For African-Americans in Ohio, coming out to vote during this election was personal. Many saw the state’s voter-ID bills as a direct threat to rights denied their ancestors decades earlier. Fueled as much by angst against the ID mandate as enthusiasm for a black president, African-Americans voted at a rate so much higher than 2008 that they may have been the decisive voting bloc. President Obama captured Ohio, arguably the most important battleground state, thanks to record African-American turnout. The Resurgent Republic, an independent not-for-profit organization that gauges public opinion, pointed out, “If African-American turnout was in line with 2008, Romney would have won Ohio,” according to Politico.
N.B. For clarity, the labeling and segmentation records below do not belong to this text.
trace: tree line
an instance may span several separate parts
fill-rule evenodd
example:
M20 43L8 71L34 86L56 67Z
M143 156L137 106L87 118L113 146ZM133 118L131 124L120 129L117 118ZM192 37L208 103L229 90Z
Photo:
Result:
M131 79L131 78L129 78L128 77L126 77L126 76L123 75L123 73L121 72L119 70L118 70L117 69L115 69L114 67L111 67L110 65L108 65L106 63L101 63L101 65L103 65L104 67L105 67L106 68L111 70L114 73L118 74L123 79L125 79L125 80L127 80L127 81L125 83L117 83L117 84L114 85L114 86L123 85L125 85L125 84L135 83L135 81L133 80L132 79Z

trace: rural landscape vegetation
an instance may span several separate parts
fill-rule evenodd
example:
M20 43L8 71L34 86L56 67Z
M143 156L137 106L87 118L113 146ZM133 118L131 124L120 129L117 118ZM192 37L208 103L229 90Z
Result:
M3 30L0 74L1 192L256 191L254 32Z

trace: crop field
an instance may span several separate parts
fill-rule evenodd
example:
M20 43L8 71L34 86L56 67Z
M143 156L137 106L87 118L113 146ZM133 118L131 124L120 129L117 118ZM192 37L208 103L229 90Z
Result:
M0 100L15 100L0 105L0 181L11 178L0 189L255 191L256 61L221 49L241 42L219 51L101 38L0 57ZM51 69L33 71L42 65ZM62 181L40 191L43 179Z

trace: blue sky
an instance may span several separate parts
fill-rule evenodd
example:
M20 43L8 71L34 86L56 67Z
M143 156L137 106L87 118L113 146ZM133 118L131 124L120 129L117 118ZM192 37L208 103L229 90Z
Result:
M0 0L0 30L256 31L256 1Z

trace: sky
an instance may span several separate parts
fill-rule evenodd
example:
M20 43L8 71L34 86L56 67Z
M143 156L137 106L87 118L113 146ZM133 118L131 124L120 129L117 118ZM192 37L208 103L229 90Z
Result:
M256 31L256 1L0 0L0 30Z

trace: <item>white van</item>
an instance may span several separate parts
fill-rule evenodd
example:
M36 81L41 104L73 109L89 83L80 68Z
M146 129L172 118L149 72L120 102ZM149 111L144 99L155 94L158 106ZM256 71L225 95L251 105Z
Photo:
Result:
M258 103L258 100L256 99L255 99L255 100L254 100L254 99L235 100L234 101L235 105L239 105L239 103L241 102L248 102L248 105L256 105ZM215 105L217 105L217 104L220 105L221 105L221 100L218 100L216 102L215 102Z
Ohio, with its complex melting-pot populace that crosses many socioeconomic levels, has long been a battleground. National Journal’s Ron Brownstein asserted that Obama took Ohio by focusing on income equality and fairness, a strategy that attracted enough working-class whites and blacks to swing the election. But some observers also point to a 2011 effort to spur blacks to vote.
That plus anger stirred by the still-pending voter-ID bill that passed the Ohio House last year became the impetus that reenergized many African-American voters, said E. Faye Williams, president of the National Congress of Black Women. During a Washington event on the minority vote weeks before the election, Williams told a small group that such laws would likely push minorities to come out in droves.